In a sensational twist of events, a 52-year-old Zimbabwean man has taken centre stage in a shocking examination fraud scandal, where he attempted to impersonate an A-level student.
This audacious act has sent shockwaves through the Zimbabwean educational system, shedding light on a deep-rooted problem that threatens the integrity of the nation’s examinations.
The Audacious Impersonator: George Bukuta
At the heart of this gripping narrative is George Bukuta, a 52-year-old man who has boldly taken on the role of an A-level student. His audacious act of impersonation is at the core of this scandal, showcasing the lengths some will go to manipulate the examination system.
George Bukuta’s Daring Deception
The Herald reports that Bukuta’s audacious impersonation involved an attempt to write A-level Family and Religious Studies and History exams on behalf of another candidate, Shadreck Mutsau. To do so, he used a passport indicating a birthdate that did not match his age, creating a false identity to deceive invigilators and authorities.
Discovery and Arrest
Bukuta’s audacious plan began to unravel when a vigilant invigilator at Life Long College noticed discrepancies in his identity, leading to suspicions. The invigilator’s quick thinking and alertness prompted them to alert the authorities.

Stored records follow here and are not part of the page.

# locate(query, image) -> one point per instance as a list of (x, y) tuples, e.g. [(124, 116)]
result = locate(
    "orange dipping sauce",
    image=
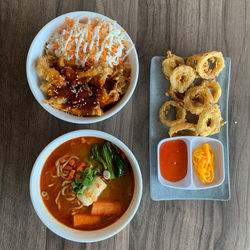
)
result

Bukuta was subsequently arrested and admitted to the impersonation, revealing that he had been paid US$200 by Shadreck Mutsau, the candidate he impersonated. This shocking revelation shed light on the intricate web of fraudulent activities within the examination system.
Interestingly, the tale of George Bukuta’s audacious impersonation bears eerie parallels to a similar incident that transpired in Zimbabwe in 2017. A 22-year-old private tutor, Liberty Madzinga, from Chitungwiza, was arrested for a strikingly similar offence. Madzinga was caught red-handed writing an exam on behalf of his 38-year-old student, Tsitsi Chitima.
Much like Bukuta, Madzinga resorted to faking a national identification card to sit exams for Tsitsi Chitima at Seke Mhuriimwe High School in Chitungwiza. He managed to initially deceive invigilators but was eventually arrested on the third day, after successfully completing the English Paper 1 exam.
Madzinga had managed to write Mathematics Paper 1 and Commerce Paper 1 as well.
Tsitsi Chitima, the beneficiary of Madzinga’s impersonation, explained her motivations, saying,
“I was not prepared for the examination and I agreed to pay Liberty part payments until he finished writing all three subjects for me. My husband was not aware of the deal. I failed the three subjects in 1997 and I decided to make this deal so as to apply for employment.”
Striking Parallels, Troubling Questions
The striking parallels between George Bukuta’s recent impersonation and Liberty Madzinga’s 2017 incident raise questions about the vulnerabilities within the examination system and the extent of fraud and cheating that might exist within the nation’s educational framework.